The way Nawaz Sharif would see it, this plan is the best shot he has under the circumstances. Given that the policy menu that is on offer has only a series of bad options ranging from outright surrender to total war, this labyrinthian approach is probably the best of all the bad options. If it works, there is a very good chance that all will be well; if it doesn’t, then what will happen is something that would have happened in any case without this plan. But clearly, there are huge problems in this plan which raises serious doubts about its ever working. The first problem is that it doesn’t take into account the nature of the beast, i.e. the Taliban or the radical Islamists. These people cannot be confined to a small geographical area where they can do what they feel. By definition, they see the world as their playground because Islam, according to them, cannot remained confined to man-made borders. Therefore, it is natural for them to export their brand of Islam beyond the areas they control. Second, the assumption that the government can buy and bribe its way out of this problem is quite iffy. The Taliban have no dearth of money even now. Their smuggling, kidnapping, extortion rackets and the charities that fund them generate enough for them to keep going. Then there is the ever present danger of demands arising from rest of Pakistan to impose the same Islamic system and the cosmetic or even substantial ‘reforms’ that Nawaz Sharif might bring in to appease them will never be enough because competitive Islamism will come into play. Finally, Pakistani policymakers and analysts often brush under the carpet the inconvenient fact that Talibanisation of FATA did not start post 9/11 or even around 2004 when the army moved into the area.
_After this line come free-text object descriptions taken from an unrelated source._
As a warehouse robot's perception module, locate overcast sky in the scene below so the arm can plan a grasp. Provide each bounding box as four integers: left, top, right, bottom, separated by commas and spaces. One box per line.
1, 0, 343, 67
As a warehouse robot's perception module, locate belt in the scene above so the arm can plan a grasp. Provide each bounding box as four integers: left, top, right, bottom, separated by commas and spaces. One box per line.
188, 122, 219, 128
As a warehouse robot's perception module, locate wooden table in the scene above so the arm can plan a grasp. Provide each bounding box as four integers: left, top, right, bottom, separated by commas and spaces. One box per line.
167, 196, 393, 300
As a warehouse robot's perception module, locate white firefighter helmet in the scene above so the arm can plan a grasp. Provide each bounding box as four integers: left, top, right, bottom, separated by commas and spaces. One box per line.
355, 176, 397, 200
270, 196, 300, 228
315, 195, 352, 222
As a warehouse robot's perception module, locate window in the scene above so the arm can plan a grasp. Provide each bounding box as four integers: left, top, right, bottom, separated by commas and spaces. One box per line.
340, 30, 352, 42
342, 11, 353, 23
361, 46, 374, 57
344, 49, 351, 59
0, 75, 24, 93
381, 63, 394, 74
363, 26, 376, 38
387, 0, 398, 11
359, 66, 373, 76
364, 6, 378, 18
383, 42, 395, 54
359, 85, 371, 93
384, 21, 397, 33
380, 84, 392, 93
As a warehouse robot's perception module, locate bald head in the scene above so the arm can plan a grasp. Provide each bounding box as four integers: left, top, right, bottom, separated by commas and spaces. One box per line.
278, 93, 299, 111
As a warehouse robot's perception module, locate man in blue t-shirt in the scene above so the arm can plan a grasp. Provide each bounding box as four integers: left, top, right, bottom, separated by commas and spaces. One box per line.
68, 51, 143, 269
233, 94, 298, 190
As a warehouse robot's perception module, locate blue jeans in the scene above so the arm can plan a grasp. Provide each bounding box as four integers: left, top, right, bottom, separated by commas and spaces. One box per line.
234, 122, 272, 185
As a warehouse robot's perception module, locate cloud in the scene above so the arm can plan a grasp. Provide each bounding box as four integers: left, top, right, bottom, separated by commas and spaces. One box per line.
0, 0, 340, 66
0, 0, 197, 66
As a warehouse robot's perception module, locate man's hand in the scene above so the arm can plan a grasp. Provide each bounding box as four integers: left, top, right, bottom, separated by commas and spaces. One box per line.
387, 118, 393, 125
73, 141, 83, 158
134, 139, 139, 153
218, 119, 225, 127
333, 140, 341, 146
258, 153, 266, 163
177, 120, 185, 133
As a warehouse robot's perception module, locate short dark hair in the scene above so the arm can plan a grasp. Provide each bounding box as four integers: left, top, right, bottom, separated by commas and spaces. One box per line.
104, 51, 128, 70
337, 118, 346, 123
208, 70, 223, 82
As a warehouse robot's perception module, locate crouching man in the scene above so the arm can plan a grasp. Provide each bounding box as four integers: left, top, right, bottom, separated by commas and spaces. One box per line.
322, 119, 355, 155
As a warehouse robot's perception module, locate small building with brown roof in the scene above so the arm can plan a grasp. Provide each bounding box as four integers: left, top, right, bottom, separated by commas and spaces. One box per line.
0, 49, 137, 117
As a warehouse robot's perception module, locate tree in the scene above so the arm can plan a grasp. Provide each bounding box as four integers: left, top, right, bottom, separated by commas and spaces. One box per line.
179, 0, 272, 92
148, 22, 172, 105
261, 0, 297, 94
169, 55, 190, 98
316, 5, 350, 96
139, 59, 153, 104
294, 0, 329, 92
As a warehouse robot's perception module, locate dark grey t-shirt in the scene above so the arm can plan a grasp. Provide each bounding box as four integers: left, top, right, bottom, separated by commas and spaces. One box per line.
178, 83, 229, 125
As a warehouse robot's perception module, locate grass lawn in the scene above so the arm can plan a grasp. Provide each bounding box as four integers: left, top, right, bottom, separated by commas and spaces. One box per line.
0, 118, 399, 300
While radical political Islam made an entry as a result of the Afghan war against the Soviets, Talibanisation started soon after the Taliban captured Kabul in 1996. Inspired by the success of the Taliban, small groups started erupting all over FATA declaring themselves to be local Taliban. Many of these groups later coalesced under the umbrella of Tehrik-e-Taliban Pakistan. Therefore, merely the exit of the foreign forces isn’t going to remove the fundamental cause that gave rise to this phenomenon, even less so considering that the Afghan Taliban are expected to start holding sway over large swathes of Afghanistan. The fact that the Taliban successfully resisted the most powerful military force and forced it out will serve as a shot in the arm of their local affiliates. What is more, if indeed the Taliban control all or parts of Afghanistan, they are unlikely to forget the unstinting support that their associates in Pakistan gave them. Nor are they likely to forget the treatment many of them received at the hands of their Pakistani intelligence handlers.
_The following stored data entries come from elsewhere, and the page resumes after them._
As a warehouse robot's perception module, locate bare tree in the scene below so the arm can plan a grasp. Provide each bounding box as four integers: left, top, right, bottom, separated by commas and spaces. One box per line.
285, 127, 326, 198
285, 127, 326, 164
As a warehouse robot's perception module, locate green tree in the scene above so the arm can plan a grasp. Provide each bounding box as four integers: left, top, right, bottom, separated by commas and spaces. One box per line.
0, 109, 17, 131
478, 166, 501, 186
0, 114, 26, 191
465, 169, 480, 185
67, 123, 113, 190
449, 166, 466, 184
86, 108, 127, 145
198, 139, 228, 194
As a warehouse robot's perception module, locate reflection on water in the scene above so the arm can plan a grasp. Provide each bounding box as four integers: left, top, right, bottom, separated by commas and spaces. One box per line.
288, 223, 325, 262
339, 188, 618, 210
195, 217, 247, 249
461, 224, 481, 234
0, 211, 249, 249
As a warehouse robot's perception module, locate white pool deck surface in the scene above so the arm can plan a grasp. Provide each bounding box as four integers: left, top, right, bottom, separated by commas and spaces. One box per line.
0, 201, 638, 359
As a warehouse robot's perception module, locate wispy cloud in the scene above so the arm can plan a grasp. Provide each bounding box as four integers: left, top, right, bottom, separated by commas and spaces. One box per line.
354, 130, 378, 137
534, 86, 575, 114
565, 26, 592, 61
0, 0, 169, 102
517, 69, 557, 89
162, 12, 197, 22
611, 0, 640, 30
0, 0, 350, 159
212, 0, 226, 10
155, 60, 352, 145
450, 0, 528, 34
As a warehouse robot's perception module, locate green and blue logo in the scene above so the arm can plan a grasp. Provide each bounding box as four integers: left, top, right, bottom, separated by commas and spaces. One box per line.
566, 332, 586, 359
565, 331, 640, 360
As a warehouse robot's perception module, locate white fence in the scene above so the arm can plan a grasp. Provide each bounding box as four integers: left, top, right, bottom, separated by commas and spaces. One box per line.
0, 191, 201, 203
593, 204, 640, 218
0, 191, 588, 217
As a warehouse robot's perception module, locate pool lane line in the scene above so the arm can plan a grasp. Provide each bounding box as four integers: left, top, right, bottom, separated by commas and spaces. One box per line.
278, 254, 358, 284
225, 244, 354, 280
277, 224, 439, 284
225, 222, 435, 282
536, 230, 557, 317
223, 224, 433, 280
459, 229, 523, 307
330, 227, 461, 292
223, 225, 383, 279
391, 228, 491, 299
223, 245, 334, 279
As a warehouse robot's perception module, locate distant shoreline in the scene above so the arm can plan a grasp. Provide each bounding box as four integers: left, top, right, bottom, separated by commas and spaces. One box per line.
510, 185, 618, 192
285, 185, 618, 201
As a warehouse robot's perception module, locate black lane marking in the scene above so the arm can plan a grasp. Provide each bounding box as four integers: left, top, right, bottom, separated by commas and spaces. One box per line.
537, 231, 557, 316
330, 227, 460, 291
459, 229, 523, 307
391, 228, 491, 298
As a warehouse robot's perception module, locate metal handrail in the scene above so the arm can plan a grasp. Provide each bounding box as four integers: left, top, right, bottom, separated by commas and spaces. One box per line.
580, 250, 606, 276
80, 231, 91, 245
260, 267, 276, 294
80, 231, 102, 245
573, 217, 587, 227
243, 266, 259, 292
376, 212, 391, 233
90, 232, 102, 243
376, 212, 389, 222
Elements of all the four explanations outlined above would probably be factors that would be guiding the stock that Nawaz Sharif has placed in the store of a dialogue with the Taliban. At the same time, he would also be conscious of the problems and pitfalls that lie in the way and the very real possibility that despite his best efforts to avoid an outbreak of hostilities, the Pakistani state might have to wage a war to the finish with the Islamists. If things start spiralling out of control, Nawaz Sharif will probably opt for targeted and surgical operations in the first instance. But these are unlikely to help very much one way or another in stopping the haemorrhaging that is pushing the Pakistani state towards complete collapse. At the end of the day, if the Pakistani state, as it is currently constituted, has to survive, it will have to bring out all the elements of its national power to launch a ‘Total War’ on the Taliban, and the sooner the better because the more the delay, the more difficult it become to win this war. The big question is whether it is already a little too late.